Am Dienstag, den 08.12.2009, 07:27 -0500 schrieb Raymond Toy:
> In Bug 2910437, the value of beta_incomplete(1b0,1,z) changes. On
> further inspection, this is caused by the caching in FPE. As
> explained in the bug, what is happening is that fpprec is 56, and the
> cached value of bigfloat %e is used. But one call has fpprec = 57, so
> a new value of %e is computed. This is ok. But the next call to
> beta_incomplete has fpprec = 56, so the 57-bit cached value is rounded
> to a 56 bit value. This rounded value is off by one bit from the
> original value.
>
> I don't think we should do this. I can see three solutions:
>
> 1. Always recompute the value. We probably don't want to do
> this.
> 2. Cache the most recent value. If fpprec changes, recompute %e
> and save that. This should fix the roundoff problem.

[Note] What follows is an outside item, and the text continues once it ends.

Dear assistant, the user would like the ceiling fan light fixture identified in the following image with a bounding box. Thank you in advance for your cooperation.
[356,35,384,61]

> 3. Cache all computed values, and use the cached value when
> possible or compute a new value when needed. This should fix
> the roundoff problem too.
> Option 2 is simple and has (almost) fixed space usage, but potentially
> large speed consequences. Option 3 is relatively simple, but could
> consume a large amount of memory caching the values, but is very fast
> except when a new value is computed. I think I prefer option 3, but I
> don't really have any idea how often new values are computed.
>
> Also, I don't have any examples for %pi or %gamma, but surely there
> are similar roundoff problems. Whatever solution is chosen for %e
> should also be used for %pi and %gamma.

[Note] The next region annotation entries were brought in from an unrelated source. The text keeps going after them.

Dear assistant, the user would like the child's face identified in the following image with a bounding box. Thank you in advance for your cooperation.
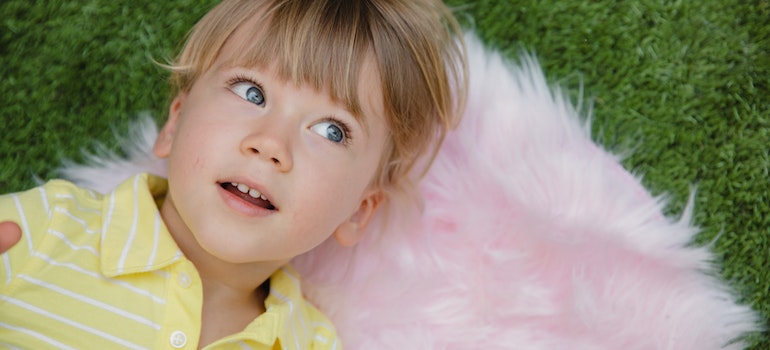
[154,30,387,263]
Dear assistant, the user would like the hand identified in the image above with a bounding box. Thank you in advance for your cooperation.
[0,221,21,254]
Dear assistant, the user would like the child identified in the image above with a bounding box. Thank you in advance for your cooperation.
[0,0,465,349]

Is it correct, that we have to cache one value of the constants %e, %
gamma, ... for every value of fpprec?
If this is the case I can not imagine that we need to store a lot of
values. We have the standard value fpprec = 56 and some extra values
because of extra digits we use in some calculations. A user who change
the value of fpprec will need the same amount of extra values for his
choice of fpprec.
The only code I knew which might changes the value of fpprec more than
once is the the code for the hypergeometric functions. I think fpprec
can be stepwise doubled up to a value of fpprec=1000. But this is done
in four steps.
Perhaps, it is possible to flush the cache, when a user changes the
value of fpprec very often.
But I might be wrong. I do not know much about the bigfloat algorithm.